We all have a gravitational pull toward cynicism to the things that we are "a part of" and I believe Regi Cambell identifies why:
To watch this principle in action, go to any homeowners association meeting. Whether you like them or not….whether you agree with them or not…those people involved in leadership who put in all the time and really care about the neighborhood…they will rarely be cynical. It’s those who just show up for the meetings but do little else that are the cynics.
I first discovered this truth in church-world. We had been involved in our church for years, but little by little, we’d moved on from this ministry and rotated off that committee. We found ourselves being cynical about the very things we used to be involved with. When we were involved, when we had a stake in the decision making, it was all good. But as we slid into passive participation, our hearts were lost and we became cynical. We found a new church.
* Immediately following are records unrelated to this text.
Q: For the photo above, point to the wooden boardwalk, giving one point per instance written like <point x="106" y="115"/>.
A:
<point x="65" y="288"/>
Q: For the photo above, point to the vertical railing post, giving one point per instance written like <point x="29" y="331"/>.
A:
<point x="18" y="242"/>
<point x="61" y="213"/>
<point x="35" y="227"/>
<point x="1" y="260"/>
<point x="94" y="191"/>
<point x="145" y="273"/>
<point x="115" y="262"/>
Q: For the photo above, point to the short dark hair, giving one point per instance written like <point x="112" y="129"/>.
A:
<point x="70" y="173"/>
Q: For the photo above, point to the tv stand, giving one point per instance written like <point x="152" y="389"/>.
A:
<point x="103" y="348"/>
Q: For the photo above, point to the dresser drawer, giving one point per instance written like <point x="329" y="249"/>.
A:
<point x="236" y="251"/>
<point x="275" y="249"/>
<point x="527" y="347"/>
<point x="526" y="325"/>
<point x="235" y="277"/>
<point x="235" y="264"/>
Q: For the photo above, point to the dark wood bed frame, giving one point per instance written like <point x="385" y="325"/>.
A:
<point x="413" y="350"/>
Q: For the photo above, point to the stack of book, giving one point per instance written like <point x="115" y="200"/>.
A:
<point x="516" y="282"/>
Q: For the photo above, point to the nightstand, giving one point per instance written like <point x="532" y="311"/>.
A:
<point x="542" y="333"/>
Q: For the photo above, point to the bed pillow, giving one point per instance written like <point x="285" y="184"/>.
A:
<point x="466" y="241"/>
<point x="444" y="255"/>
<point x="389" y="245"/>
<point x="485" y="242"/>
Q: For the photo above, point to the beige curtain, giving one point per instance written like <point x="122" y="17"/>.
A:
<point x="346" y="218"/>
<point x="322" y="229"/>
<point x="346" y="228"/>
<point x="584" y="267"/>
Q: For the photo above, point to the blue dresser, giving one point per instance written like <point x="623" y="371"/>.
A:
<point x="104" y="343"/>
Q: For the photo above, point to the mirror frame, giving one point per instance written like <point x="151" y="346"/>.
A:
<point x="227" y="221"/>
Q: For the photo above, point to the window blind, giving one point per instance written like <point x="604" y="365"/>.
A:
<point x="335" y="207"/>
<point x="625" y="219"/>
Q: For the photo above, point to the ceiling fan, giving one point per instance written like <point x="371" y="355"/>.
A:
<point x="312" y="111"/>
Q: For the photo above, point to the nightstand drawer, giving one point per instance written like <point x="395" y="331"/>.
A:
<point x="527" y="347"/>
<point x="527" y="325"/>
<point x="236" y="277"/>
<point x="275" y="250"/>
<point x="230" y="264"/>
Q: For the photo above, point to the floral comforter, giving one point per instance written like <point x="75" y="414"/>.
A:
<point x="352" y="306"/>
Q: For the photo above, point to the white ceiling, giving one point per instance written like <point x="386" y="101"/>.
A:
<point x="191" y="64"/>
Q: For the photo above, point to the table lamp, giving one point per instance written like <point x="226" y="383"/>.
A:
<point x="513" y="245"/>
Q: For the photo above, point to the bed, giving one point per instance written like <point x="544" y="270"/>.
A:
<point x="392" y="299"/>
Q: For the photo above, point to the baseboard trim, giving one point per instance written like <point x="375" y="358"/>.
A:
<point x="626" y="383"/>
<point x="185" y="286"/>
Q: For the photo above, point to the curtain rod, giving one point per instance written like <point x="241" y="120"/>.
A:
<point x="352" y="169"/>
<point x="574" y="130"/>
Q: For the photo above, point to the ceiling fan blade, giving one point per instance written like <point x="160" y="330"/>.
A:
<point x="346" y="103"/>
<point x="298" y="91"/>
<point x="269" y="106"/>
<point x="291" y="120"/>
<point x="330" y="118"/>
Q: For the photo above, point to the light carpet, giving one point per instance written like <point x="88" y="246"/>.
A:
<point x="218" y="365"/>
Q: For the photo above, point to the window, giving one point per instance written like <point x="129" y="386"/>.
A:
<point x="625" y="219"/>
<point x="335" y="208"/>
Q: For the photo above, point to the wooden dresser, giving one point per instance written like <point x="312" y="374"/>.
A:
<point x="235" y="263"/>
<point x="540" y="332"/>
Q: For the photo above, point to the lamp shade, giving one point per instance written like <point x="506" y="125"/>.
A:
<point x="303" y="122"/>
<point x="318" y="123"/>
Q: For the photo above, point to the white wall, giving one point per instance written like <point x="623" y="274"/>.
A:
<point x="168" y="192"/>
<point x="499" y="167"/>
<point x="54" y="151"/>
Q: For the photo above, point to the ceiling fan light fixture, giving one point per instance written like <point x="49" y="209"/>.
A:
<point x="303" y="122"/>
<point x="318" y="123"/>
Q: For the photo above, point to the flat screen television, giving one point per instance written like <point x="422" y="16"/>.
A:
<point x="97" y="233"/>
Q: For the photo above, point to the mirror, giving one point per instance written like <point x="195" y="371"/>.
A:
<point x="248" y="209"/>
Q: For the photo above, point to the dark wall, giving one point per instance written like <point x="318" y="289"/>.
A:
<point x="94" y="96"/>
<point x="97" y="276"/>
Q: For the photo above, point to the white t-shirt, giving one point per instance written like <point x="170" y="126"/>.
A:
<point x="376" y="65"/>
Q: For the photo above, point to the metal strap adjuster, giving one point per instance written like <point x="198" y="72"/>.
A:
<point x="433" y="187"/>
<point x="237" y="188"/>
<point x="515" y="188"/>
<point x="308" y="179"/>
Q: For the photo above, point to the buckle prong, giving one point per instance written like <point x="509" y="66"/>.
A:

The principle comes from Scripture, where the Lord said (in Matthew 6:21) "For where your treasure is, there your heart will be also." Our treasure is our energy, our caring, and concern for our church, business or organization. When we invest the "treasure" of our energy, our hearts follow. Whatever we invest time and energy into, we will care about. When we stop investing and become participants, we’ll care less and become more cynical over time.
Involvement says "I’m in." "This is partly my deal. I care about this. I’m not just doing the minimum…I’m going above and beyond. I have pride of ownership." Participation says "I’ll probably be there. I hope it’s good, but if it’s not, so what? I don’t have a dog in this fight."
When you’re involved, it’s "we"…it’s "my church", "our company". When you hear yourself start saying "they", you’ve probably moved from involvement to participation.
Let’s bring this home. If you lock your wife out of your family finances, she’s going to become cynical about the way you manage the money. If she’s involved, she’s going to feel more supportive of the decisions and more committed to making them work.
If you announce that you’re playing golf on Saturdays, was she involved in that decision or was it just announced to her? Is your wife cynical about your love for golf? There might be a clue here.
The next time you find yourself sour and cynical about something, check your level of involvement. It might be that putting in a little more of your "treasure" will bring a change in your heart!
What are you participating in that you should either quit or become more involved?